- Born: 1964 (age 61–62) Östhammar, Sweden
- Education: Uppsala University
- Scientific career
- Workplaces: Lund University

= Susanne Åkesson =

Swedish migration expert (born 1964)

Susanne Åkesson (born 1964) is a Swedish migration expert. She is a professor of Zoology at Lund University. She was a member of the team that proposed that the stripes on zebras deter insects like tabanidae.

==Life==
Åkesson was born in Östhammar in 1964. She is a professor of Zoology at Lund University, where she is also the Director of the Centre for Animal Movement Research (CAnMove).

In 2009 she shared the August Prize with photographer Brutus Östling for their book about the migration of birds. This was the first time the prize had been given for a non-fiction book about a natural science subject.

She has co-written research which proposes that the stripes of a zebra may deter horseflies as they find them unattractive.
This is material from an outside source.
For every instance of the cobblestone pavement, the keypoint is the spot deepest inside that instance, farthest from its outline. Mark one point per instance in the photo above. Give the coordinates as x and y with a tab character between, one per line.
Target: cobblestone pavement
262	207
Along with her colleagues, she received the Ig Nobel Prize in Physics for this research in 2016. Her research about stripes on zebras has been continued. Researchers believe that the colour difference in the stripes leads also to a temperature difference which confuses the tabanidae. These insects rely on finding blood vessels which they locate based on temperature. According to 2023 research the insects learn that they cannot easily find blood vessels on striped skin and soon learn to look elsewhere.

She has worked on research showing that male Caspian terns lead their young on their first migration, transmitting cultural knowledge of migration, that several species of birds respond significantly to moonlight, and that Common swifts spend months at a time in the air without landing.

She is a fellow of the Royal Swedish Academy of Sciences.